WH Group, the Chinese pork producer that yanked its high-profile $5 billion initial public offering in April, is coming back to market, this time with the aim of raising around $2 billion.
The company said in a July 10 filing with the Hong Kong Exchange that it is once again seeking approval from the city’s exchange to float its shares. The timing has not been finalised but once the Hong Kong Exchange grants approval, which takes two-to-three weeks, the bookbuild could start soon after.
There were no details in the filing on the fundraising size, how many shares it hopes to float or what the new indicative price range will be, but the pork producer appears to have taken syndicate advice.
The initial price range — which the issuer insisted remain at HK$8 to HK$11.25 per unit even after downsizing the deal in April — will now be lower, sources familiar with the deal told FinanceAsia.
In addition, all of the shares on offer will be primary, sources said. This is a stark contrast to the initial terms, which had an 80% primary and 20% secondary share split.

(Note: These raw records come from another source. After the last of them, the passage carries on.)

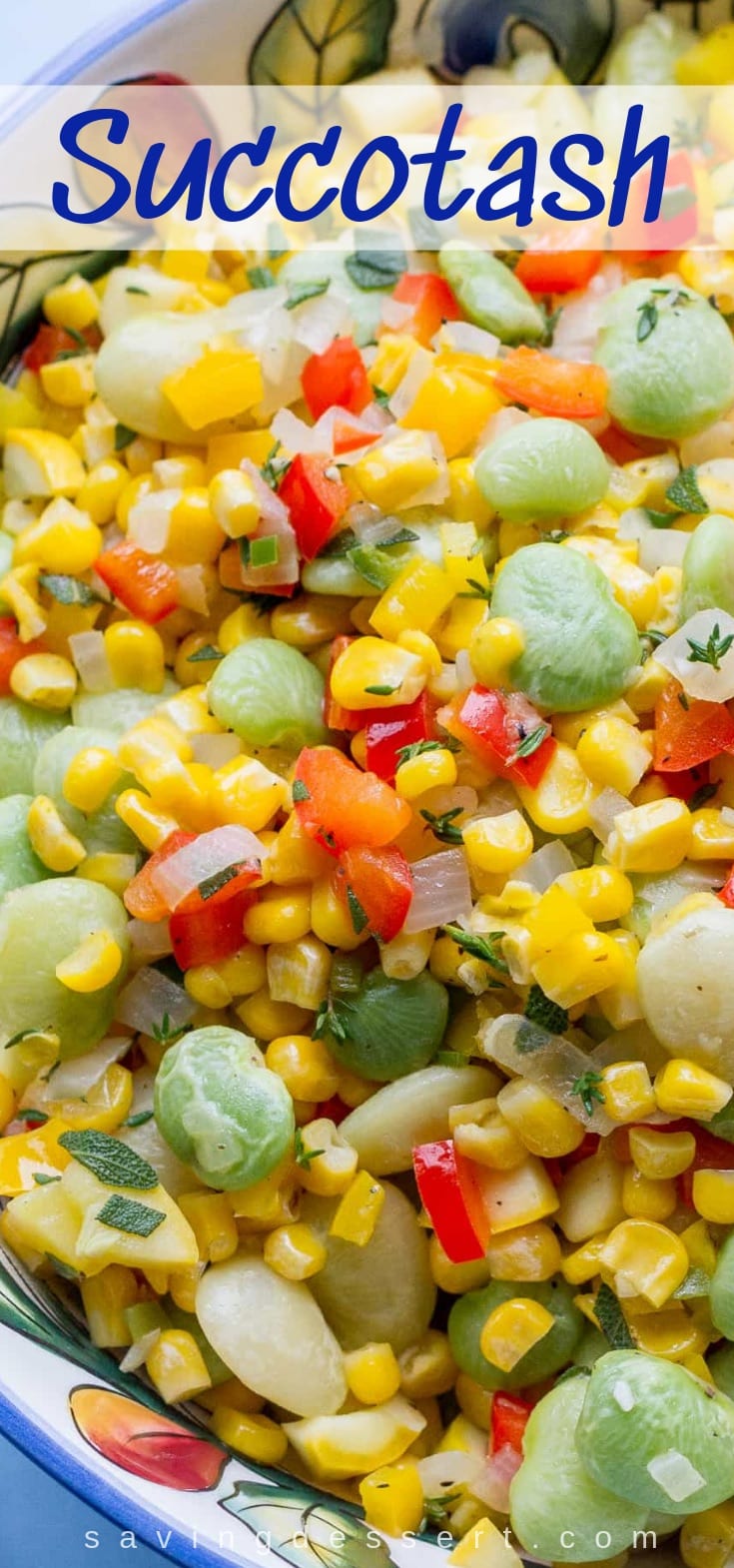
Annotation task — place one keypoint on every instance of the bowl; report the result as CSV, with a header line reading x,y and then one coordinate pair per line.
x,y
106,1435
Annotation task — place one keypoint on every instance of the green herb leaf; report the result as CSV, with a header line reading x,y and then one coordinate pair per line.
x,y
68,590
127,1213
307,291
481,948
109,1160
123,436
375,269
684,491
612,1320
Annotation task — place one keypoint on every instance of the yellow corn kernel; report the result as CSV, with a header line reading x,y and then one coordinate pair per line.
x,y
90,778
247,792
371,1374
212,1221
682,1089
497,844
58,849
543,1125
660,1155
627,1092
176,1366
104,1300
44,681
253,1435
714,1196
392,1498
360,1210
580,966
143,819
305,1067
428,770
590,1196
511,1330
651,838
294,1251
135,656
91,965
648,1256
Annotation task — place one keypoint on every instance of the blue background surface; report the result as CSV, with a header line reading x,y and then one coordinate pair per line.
x,y
43,1524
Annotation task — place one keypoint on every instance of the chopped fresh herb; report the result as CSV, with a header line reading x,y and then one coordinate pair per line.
x,y
684,491
219,880
127,1213
123,436
203,656
541,1010
261,278
712,651
375,269
612,1320
444,825
109,1160
358,913
587,1089
68,590
481,948
303,1156
307,291
532,742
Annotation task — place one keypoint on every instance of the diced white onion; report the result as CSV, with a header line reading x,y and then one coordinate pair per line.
x,y
206,857
604,811
675,1474
441,891
90,657
544,866
700,679
148,998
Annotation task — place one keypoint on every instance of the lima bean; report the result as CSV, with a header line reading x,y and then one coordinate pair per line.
x,y
673,1424
676,379
541,470
580,646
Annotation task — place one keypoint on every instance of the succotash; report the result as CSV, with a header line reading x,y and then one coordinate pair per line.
x,y
366,841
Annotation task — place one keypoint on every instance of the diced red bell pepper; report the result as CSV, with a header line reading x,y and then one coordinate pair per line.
x,y
13,649
507,1422
338,377
142,899
143,583
433,303
390,728
340,806
689,732
316,500
209,933
450,1191
492,725
376,888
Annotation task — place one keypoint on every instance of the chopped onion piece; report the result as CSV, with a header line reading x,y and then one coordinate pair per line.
x,y
675,1474
206,857
441,891
149,998
90,657
698,678
604,809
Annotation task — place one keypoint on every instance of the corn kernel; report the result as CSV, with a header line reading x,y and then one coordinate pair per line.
x,y
58,849
256,1436
648,1256
511,1330
682,1089
371,1374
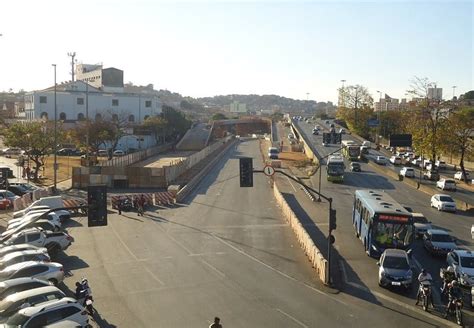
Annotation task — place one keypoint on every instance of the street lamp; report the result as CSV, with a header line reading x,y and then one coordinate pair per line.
x,y
55,166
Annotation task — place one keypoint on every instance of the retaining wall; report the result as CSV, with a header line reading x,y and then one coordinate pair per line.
x,y
319,263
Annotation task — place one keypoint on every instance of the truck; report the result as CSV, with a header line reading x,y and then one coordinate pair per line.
x,y
335,168
54,242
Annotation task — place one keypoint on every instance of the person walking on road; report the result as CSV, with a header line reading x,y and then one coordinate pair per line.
x,y
216,323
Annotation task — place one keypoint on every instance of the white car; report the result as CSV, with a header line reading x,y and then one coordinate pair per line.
x,y
382,160
443,203
446,184
396,160
441,165
407,172
459,176
65,312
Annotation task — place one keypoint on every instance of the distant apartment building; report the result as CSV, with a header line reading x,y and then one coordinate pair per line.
x,y
97,94
435,93
236,107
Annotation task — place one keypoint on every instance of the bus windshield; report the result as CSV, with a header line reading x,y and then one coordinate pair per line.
x,y
392,235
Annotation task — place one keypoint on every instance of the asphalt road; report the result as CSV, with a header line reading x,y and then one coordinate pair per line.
x,y
360,270
227,252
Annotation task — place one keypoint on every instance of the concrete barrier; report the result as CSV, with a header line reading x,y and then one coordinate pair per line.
x,y
319,263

Crucially, WH Group also decided to shrink the syndicate team down from a record 29 banks to two global coordinators, bookrunners and sponsors — Morgan Stanley and BOC International. Several banks may take on junior roles once the bookbuild starts but Morgan Stanley and BOC International will be the sole banks handling the deal, according to the filing on the HKEx website.
Revising the terms of the deal gave WH Group an ideal opportunity to unveil record fiscal first-quarter earnings. Smithfield Foods, the US company taken over by WH Group last year in a landmark multi-billion-dollar deal, posted net income of $105.3 million in the first three months of the year, a 479% increase on the year-ago period.
Combining the Chinese and US segments, first-quarter net profits rose 225% year-over year to $407 million.
If at first...
At the first attempt this spring, WH Group sought to raise between $4.8 billion to $6 billion in its IPO, which would have ranked as one of Asia’s largest in four years.
Indications prior to the bookbuild were that long-only investors were very positive on the company’s underlying story but concerned about paunchy valuations. Generating interest was never a problem — the issuer and syndicate managed to garner $4 billion of demand from institutions and $2 billion from Chinese friends and family on the first day of the bookbuild.
The issue was that all of the demand came in at the bottom end of the HK$8 to HK$11.25 per share range. This contrasted with the views of the company’s existing shareholders — which included Shanghai-based CDH Group, Goldman Sachs, Temasek and New Horizons — who felt the company deserved a higher valuation because they wanted sell their stakes. This created an overhang that investors could not shake.
It led WH Group to restructure the IPO by slimming down the deal to $1.34 billion to $1.88 billion, halving the primary share offering to 1.3 billion shares from 3.65 billion, and removing the secondary tranche. However, it kept the share price range unchanged, which meant the shares were valued at between 13.9 and 19.3 times expected 2014 earnings — a mistake and the main reason the deal failed.
Too many cooks
The record number of bookrunners on the deal was an additional hindrance. Fund managers complained about getting multiple calls from different banks with different information on the same company.
Organisation among the banks themselves was difficult — one ECM banker described a room crammed full of 50-some odd bankers all shouting different advice to company executives the week the deal was pulled.
The lack of synergy at the company also concerned investors, an issue the company has not addressed despite its strong first-quarter earnings.
WH Group purchased US pork producer Smithfield’s last year for $7.1 billion, and planned to use the proceeds from the IPO to reduce its debt gearing ratio, which stood at 286% at the end of 2013. But the US and Chinese business units remained separate, with proper synergies not expected for years.
Some investors felt WH Group should have spent more time unifying the two companies instead of hurrying to capital markets to pay down its massive debt.
One fund manager summed it up at the time the IPO was pulled: “They [WH Group] rushed into the IPO and didn’t spend time to actually create the synergy between the US and Chinese businesses. They wanted to float the stock to fund the acquisition and also let the private equity firms exit. If WH Group is that good, then ride with me. Why should I buy when you’re selling?”
But a few months can make a difference, at least in terms of general market sentiment. In the first five months of the year, 16 deals raised $7.8 billion, with a significant chunk coming from HK Electric’s $3.1 billion IPO. In June alone, however, 19 deals were completed worth $3.6 billion, according to a US bank data. The Hang Seng China Enterprises Index ETF also rose 4% in June.
So now, with a slimmed-down team coordinating the sale and a lower price range, one of this year's darling IPOs could yet see light after all.